4.     When do you struggle? We sometimes blame our sin on our circumstances or our past, but Chester points out that we sin because we fail to trust God or worship God. Ultimately all sin is our attempt to do things our way, because we don’t trust God above all things, and we do not worship God above all things.

5.     What truths do you need to turn to? Chester identifies some truths to confront the lies of sin:

o    God is great, so we don’t have to be in control

o    God is glorious, so we don’t have to fear others

o    God is good, so we don’t have to look elsewhere

o    God is gracious, so we don’t have to prove ourselves.

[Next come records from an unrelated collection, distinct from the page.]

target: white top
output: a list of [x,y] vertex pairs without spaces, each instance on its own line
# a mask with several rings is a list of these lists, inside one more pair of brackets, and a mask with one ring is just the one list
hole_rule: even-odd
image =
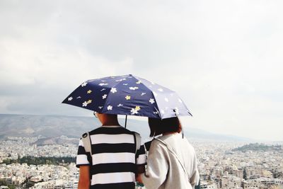
[[146,189],[193,188],[197,176],[197,156],[195,149],[180,134],[161,136],[178,156],[188,174],[167,147],[161,142],[152,141],[147,159],[147,169],[142,176]]

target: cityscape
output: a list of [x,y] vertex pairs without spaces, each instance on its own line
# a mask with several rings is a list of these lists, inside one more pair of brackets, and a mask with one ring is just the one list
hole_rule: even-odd
[[[0,141],[1,188],[77,188],[77,144],[38,145],[40,137],[8,137]],[[282,142],[189,140],[197,154],[199,188],[283,188]]]

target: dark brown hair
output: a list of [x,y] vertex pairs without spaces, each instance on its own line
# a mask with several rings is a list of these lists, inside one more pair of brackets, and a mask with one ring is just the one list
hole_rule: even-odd
[[166,132],[180,132],[182,125],[177,117],[166,119],[149,118],[149,125],[151,130],[149,137],[154,137]]

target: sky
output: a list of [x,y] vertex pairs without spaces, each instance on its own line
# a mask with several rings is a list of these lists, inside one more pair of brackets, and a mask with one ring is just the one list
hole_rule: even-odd
[[61,102],[132,74],[178,93],[187,127],[283,140],[281,0],[0,1],[0,113],[91,116]]

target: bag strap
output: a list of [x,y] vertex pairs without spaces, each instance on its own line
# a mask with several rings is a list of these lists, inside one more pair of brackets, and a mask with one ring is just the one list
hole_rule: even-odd
[[139,133],[132,132],[134,134],[134,143],[136,144],[136,153],[135,154],[137,155],[137,151],[141,147],[141,141],[142,141],[142,137],[141,135],[139,135]]
[[190,178],[190,177],[189,177],[189,174],[187,173],[186,169],[185,168],[185,166],[183,165],[181,161],[180,161],[180,159],[178,157],[177,154],[174,152],[174,151],[173,151],[171,148],[169,148],[168,145],[167,145],[167,144],[166,144],[164,141],[163,141],[163,140],[161,140],[161,139],[157,139],[158,141],[159,141],[160,142],[161,142],[163,144],[164,144],[164,145],[167,147],[167,149],[168,149],[168,151],[169,151],[170,152],[171,152],[172,154],[174,155],[174,156],[177,159],[178,161],[179,161],[180,164],[181,165],[181,166],[182,166],[182,168],[183,168],[183,170],[184,170],[184,172],[185,172],[185,173],[187,175],[187,178]]
[[89,132],[86,132],[81,136],[81,140],[83,144],[86,152],[90,152],[91,156],[93,154],[91,151],[91,137],[89,136]]

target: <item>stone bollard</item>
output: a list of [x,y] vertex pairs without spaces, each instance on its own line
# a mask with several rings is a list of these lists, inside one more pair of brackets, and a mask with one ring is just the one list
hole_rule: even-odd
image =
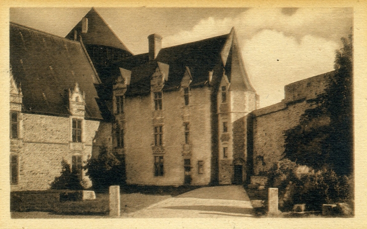
[[120,186],[110,186],[110,216],[120,216]]
[[276,214],[278,212],[278,188],[269,187],[267,189],[268,213]]

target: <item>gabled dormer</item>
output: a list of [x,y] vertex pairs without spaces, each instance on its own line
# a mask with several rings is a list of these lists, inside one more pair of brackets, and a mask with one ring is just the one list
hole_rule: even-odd
[[85,93],[81,92],[77,83],[74,89],[69,89],[69,110],[73,116],[84,118],[85,111]]
[[150,77],[150,88],[153,92],[162,91],[164,83],[168,80],[169,66],[160,62],[157,62],[155,71]]
[[22,111],[22,104],[23,95],[20,85],[18,87],[14,80],[10,67],[10,110],[20,112]]
[[231,83],[229,90],[255,92],[250,83],[243,64],[234,27],[231,30],[223,46],[221,57],[227,78]]

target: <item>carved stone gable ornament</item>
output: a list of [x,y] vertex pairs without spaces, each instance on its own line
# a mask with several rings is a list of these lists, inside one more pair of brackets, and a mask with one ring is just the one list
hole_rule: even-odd
[[84,117],[85,110],[85,94],[80,92],[79,85],[75,83],[74,89],[69,89],[69,109],[71,115]]

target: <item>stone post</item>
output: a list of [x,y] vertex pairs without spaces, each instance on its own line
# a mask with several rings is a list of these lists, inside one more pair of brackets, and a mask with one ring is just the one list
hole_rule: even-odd
[[110,216],[120,216],[120,186],[110,186]]
[[278,211],[278,189],[269,187],[267,189],[268,213],[274,214]]

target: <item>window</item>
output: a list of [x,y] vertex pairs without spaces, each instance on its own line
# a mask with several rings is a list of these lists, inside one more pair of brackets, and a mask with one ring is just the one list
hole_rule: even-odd
[[154,157],[154,176],[162,176],[163,174],[163,156],[156,156]]
[[227,152],[228,148],[227,147],[223,148],[223,158],[227,158],[228,157],[228,153]]
[[228,129],[228,128],[227,126],[227,122],[223,122],[223,133],[227,133]]
[[190,167],[190,159],[184,159],[184,164],[185,165],[185,175],[187,176],[190,175],[190,172],[191,171],[191,167]]
[[189,126],[189,123],[186,122],[185,124],[185,143],[189,143],[189,135],[190,133],[190,128]]
[[120,127],[120,125],[118,123],[116,125],[116,146],[118,147],[124,148],[124,129]]
[[226,91],[226,86],[222,87],[222,103],[225,103],[227,102],[227,92]]
[[116,96],[116,113],[122,114],[123,113],[124,113],[124,97]]
[[72,141],[81,142],[81,120],[72,119]]
[[81,170],[82,169],[82,160],[81,156],[73,156],[71,158],[71,171],[76,175],[78,178],[81,180]]
[[184,89],[184,98],[185,99],[185,106],[189,105],[189,88]]
[[154,109],[156,111],[162,110],[162,92],[154,92]]
[[10,137],[18,138],[18,113],[10,112]]
[[162,145],[162,126],[154,127],[154,145]]
[[18,155],[10,155],[10,183],[12,184],[17,184],[18,183]]
[[203,161],[199,161],[199,174],[202,174],[204,173],[204,163]]

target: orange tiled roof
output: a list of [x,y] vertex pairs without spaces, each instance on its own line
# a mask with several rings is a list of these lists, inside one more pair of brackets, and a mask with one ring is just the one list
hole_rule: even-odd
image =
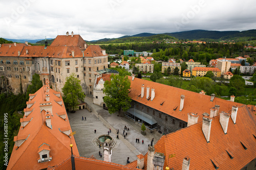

6.     What desires do you need to turn from? All sin is desiring something more than we desire God, so Chester sees that the key is having the faith that God is both bigger and better than our sinful desires.

7.     What stops you changing? Pride in our self-reliance, or attempts to justify ourselves by excusing, minimising or hiding our sin, or by hating the consequences of sin but continuing to love the sin.

8.     What strategies will reinforce your faith and repentance? Avoid what provokes and strengthens sinful desires, and sow to the Spirit instead through the Bible, prayer, worship, Christian community, serving others, learning through suffering, and the hope of change.

9.     How can we support one another in changing? Chester explains that the challenge to our individual failure to change, is the truth that we should be a community of change, truth, repentance and grace. We are not meant to struggle with sin on our own.

10.  Are you ready for a lifetime of daily change? We are free to choose change or free to struggle with sin. Changing to be who we are meant to be is a lifetime task, but it begins today, and everyday, by focusing our desires on God.

The problem is, sin is so attractive, and our lives are saturated with temptations. Sin can promise many pleasures, it can fool you into believing you will never be caught, it can pretend to be the source of much gain, it can pretend to be tiny and trivial, and it can excuse itself by pointing to others who have sinned.

Tim Chester explains that everything we need to change is before us, there are no excuses, and that we simply need to reach out to the hand God offers us, and cling to it, trusting that he knows best what we truly need.